Further margin potential ahead – Updated 13 Aug
MedCap reported Q2 net sales of SEK 173m, implying 20% total growth y/y (9% excluding acquisitions). The strong growth lifted EBITDA by 49% y/y, to SEK 18.5m, lower than our SEK 25m estimate. The blame rests on higher group costs and weaker-than-expected results in Specialty Pharma and, caused by the lumpy CDMO (contract development and manufacturing organisation) part of the business.
Marketing material commissioned by MedCap.
Five years to double sales – Updated 29 May
New financial targets signals growth ambitions
Yesterday, MedCap’s board proposed new financial targets in the wake of the earlier changes in segment structure, with focus on two fast-growing and profitable business areas: MedTech and Specialty Pharma. The new financial goals included a revenue target of SEK 1.5bn to be reached within four to five years, plus an aim for annual EBITDA growth of 15% over the business cycle, with net debt/EBITDA maintained below 3x.
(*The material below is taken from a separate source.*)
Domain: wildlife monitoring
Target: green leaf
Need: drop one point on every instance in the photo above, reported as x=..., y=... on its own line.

Acquisitions to fuel growth
As we expect MedCap’s sales in 2018E to reach SEK 740m, the new financial targets imply a doubling of sales by 2022E. This will be achieved through a combination of organic growth and future acquisitions. For 2022E we forecast sales of SEK 953m, without any contribution from acquisitions, which implies an active M&A agenda for the company in the coming years.
Leverage is currently elevated after the acquisitions in late 2017 (net debt/EBITDA of 2.5x at the end of 2017), but we expect MedCap’s strong cash flows to support deleveraging and the company could be (net) debt-free as early as 2019, assuming no new acquisitions. For 2018E-22E, we expect accumulated free cash flows of SEK 385m, which should provide ample firepower to fund new targets.
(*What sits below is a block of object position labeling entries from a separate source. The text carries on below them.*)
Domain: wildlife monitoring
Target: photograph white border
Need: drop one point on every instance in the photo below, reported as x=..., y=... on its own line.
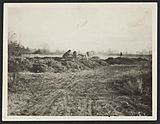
x=5, y=117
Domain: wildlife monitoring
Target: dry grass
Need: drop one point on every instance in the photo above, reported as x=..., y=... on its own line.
x=107, y=91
Vast improvment potential ahead
MedCap is currently experiencing positive business momentum, but we still see further improvements ahead in both MedTech and Specialty Pharma. Uptake in the Nordic speciality pharma portfolio is advancing well, aided by new product launches and product reimbursements. However, the portfolio is still far from meeting management’s long-term margin expectations and we suggest that further improvements via the launch of new products are needed before the segment achieves critical mass. We also see scope for improvements and synergy extraction from the two latest acquisitions within MedTech.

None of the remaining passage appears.